Она очаровательно улыбнулась. Денис покраснел и ничего не ответил.

Ты бы нашел другую женщину, если бы меня не стало?
Прекрати.
Нашел бы, — сказала Нинка сама себе. В последние две недели у нее появилась привычка бурчать что-то себе под нос.

Он задумчиво поглядел на остатки азу и объявил:

Схожу-ка я в магазин.

Схватил пакет и выскользнул из квартиры.

…Ваза разбилась, когда Денис был на работе. Нинка решила переставить ее с подоконника на стол и, конечно, поставила мимо стола. Ваза была хрупкая, тонкой работы. Нинка была босиком.

Он нашел ее в углу комнаты. Секундой позже он увидел осколки, а еще через секунду — три черных пятна на ковре и одно на полу.

Она, наверное, просидела в углу несколько часов, дрожа от страха, пытаясь не двигаться и не делая ни шага, потому что в темной, залитой сентябрьским солнцем комнате было слишком много осколков. Денис так никогда и не спросил, сколько она просидела там. Вместо этого он взял ее лицо в свои руки и стал целовать, дурея от нежности.

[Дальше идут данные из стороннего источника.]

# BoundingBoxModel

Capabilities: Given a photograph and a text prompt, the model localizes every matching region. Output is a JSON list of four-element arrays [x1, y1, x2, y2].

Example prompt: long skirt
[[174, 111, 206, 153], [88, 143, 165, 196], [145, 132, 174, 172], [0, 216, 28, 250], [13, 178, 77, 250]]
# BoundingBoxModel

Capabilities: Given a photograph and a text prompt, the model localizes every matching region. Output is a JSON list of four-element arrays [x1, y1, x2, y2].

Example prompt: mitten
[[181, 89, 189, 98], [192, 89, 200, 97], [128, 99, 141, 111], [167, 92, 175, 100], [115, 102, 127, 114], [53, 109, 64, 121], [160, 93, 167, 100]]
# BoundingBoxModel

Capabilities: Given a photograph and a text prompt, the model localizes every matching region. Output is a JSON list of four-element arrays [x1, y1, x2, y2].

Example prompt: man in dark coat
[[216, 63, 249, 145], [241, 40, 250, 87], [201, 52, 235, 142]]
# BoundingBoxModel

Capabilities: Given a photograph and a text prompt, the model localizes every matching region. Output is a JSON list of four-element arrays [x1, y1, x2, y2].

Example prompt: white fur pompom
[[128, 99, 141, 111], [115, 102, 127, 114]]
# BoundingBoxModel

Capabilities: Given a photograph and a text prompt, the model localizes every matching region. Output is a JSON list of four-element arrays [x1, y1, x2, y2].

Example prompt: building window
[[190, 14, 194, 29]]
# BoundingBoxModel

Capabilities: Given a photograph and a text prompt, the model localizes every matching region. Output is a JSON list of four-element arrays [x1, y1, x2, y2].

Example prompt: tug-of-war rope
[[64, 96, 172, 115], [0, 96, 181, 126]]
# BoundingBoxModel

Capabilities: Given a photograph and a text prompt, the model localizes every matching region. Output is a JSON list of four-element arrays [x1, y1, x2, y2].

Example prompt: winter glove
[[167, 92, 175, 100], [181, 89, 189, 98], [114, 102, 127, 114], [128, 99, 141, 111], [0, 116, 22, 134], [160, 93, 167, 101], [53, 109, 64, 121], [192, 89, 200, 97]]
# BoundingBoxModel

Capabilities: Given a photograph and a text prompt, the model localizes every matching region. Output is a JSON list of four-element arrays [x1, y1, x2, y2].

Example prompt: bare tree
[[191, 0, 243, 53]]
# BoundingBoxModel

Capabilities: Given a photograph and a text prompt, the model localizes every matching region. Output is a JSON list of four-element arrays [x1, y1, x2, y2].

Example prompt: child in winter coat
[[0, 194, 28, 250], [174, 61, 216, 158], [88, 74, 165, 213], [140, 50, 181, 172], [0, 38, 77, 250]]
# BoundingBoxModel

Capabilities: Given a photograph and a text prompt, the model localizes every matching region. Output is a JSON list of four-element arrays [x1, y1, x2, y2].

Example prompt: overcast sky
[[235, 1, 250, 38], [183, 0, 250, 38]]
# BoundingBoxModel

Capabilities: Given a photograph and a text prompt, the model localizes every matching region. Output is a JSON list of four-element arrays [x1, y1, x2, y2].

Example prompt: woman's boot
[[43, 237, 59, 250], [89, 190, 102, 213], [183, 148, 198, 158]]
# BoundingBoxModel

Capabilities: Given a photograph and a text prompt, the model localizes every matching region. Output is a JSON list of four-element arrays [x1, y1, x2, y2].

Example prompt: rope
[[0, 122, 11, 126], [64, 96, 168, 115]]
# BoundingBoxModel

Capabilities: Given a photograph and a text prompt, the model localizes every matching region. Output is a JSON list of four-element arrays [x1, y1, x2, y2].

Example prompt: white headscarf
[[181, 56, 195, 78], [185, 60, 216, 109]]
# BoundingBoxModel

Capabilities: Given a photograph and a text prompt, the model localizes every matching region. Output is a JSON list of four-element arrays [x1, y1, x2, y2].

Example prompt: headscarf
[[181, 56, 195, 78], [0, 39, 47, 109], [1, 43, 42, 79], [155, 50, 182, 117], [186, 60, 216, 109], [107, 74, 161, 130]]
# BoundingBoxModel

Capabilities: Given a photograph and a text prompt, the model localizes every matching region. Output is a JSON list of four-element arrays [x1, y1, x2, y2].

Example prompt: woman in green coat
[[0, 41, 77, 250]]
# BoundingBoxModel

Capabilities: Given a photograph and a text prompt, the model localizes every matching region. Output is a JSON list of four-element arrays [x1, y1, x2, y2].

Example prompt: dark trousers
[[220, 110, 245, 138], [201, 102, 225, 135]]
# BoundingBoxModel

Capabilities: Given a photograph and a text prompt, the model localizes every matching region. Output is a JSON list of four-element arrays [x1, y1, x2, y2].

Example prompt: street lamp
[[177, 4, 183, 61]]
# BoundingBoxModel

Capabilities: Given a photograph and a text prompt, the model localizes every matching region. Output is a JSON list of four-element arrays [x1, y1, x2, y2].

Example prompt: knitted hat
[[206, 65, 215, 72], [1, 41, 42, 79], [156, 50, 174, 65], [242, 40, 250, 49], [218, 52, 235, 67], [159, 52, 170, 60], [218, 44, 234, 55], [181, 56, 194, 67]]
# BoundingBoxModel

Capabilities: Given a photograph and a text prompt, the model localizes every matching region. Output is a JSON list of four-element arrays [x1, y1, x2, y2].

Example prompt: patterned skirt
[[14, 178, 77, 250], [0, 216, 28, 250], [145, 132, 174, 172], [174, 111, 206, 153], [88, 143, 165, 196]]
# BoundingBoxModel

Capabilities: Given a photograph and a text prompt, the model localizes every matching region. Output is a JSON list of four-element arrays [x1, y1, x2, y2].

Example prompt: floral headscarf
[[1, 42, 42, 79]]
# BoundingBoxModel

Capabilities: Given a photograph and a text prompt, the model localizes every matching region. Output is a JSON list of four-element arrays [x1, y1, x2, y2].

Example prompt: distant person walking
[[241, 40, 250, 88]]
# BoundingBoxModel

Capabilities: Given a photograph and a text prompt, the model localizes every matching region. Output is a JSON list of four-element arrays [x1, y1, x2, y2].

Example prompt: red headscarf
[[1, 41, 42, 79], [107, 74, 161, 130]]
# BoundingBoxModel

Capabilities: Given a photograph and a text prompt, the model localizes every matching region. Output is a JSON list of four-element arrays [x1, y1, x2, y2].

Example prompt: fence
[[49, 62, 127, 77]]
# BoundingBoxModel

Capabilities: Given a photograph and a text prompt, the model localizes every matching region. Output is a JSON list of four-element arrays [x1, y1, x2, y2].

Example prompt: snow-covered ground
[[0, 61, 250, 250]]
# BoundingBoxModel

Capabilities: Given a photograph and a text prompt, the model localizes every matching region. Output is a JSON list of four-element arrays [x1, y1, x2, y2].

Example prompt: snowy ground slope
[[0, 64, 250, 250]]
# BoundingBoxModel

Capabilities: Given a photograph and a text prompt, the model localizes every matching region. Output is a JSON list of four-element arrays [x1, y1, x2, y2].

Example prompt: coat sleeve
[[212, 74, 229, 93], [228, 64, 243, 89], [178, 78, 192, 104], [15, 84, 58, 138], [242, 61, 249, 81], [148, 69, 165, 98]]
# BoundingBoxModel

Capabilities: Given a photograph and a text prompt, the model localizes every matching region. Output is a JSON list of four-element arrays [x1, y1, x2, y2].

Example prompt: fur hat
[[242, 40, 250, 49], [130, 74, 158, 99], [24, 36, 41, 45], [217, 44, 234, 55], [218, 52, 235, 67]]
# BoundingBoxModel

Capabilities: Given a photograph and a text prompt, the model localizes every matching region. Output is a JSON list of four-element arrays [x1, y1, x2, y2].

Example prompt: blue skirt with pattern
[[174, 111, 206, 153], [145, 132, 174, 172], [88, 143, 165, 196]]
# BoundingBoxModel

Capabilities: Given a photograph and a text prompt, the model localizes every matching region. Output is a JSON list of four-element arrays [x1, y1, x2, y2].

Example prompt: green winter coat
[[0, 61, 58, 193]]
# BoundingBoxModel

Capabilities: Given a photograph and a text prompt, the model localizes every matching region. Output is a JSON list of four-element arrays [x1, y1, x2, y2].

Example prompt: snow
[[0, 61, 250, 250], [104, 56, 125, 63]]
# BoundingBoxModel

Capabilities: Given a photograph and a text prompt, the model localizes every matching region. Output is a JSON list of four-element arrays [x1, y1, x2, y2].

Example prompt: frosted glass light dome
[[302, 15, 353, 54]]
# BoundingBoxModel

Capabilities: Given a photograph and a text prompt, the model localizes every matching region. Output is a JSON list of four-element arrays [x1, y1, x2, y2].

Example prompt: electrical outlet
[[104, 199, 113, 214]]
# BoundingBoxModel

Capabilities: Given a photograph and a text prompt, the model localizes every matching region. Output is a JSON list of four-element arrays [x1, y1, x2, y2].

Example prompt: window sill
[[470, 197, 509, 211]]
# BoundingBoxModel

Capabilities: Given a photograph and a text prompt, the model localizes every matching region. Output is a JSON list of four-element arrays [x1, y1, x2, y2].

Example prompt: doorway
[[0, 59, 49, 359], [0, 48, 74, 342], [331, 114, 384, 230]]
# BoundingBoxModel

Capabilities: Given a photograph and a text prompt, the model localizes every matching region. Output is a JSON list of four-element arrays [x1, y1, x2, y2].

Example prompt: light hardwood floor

Нинка смеялась сквозь слезы, и говорила, что они успеют нацеловаться, но пусть он, наконец, принесет йод или зеленку или что там бывает для обработки ран, и я читала, что если маленький осколок попадет в кровь, то  доберется до сердца, и тогда конец, конечно, сказал он, это написал известный врач Ганс Христиан Андерсен, в тамошней клинике аналогичный случай был с одним злым мальчиком.

Он смел осколки в ведро, они легли и читали сказку про этого самого мальчика, потом Нинка закрыла книгу, которую Денис держал в руках, а он выключил бра, и вся комната погрузилась в кромешную темноту. Тогда они занялись любовью так, как это было раньше. Они были равны.

Утром Нинка спросила его:

Сколько мне осталось?
Три месяца, — ответил он, не поворачиваясь. На сковородке шкворчала яичница.
Потерпи, родной, — сказала она, и он неожиданно понял, что на самом деле это звучит как «паэрпи адной», и так она уже говорит несколько дней.
Следующий — слух? — спросила Нинка.
Нет, речь, — ответил он.
Ты будешь со мной? — спросила она.

Он вспомнил все — рентген, опухоль, клинику, очереди, стационар, снова клинику, врачи, врачи, врачи, поворот на Каширское, Нинкины плечи, вчерашнюю ночь и почувствовал в горле комок. Как мог твердо он сказал:

Да.

…На кровати было очень неудобно сидеть, и особенно неудобно оглядываться — там лежала она, и Денис знал, что если он ее толкнет, то она замычит, и наверное, это «доброе утро», а быть может, «пошел вон», и так уже неделю.

У тебя есть другая женщина?

Пятна на полу.

Если перегорит лампочка, она и не заметит.

В метро мне лучше не спускаться.

Дурак, я думала, что ты ушел.

Я думала, что ты ушел.

Думала, что ты ушел.

Ты будешь со мной?

Денис дотянулся до лежащего на полу мобильника и набрал номер.

Константин Павлович? Да, решил. Больше не могу. Третий корпус, стационар? Еду.

Сзади потянулась Нинка. Значит, приснился хороший сон.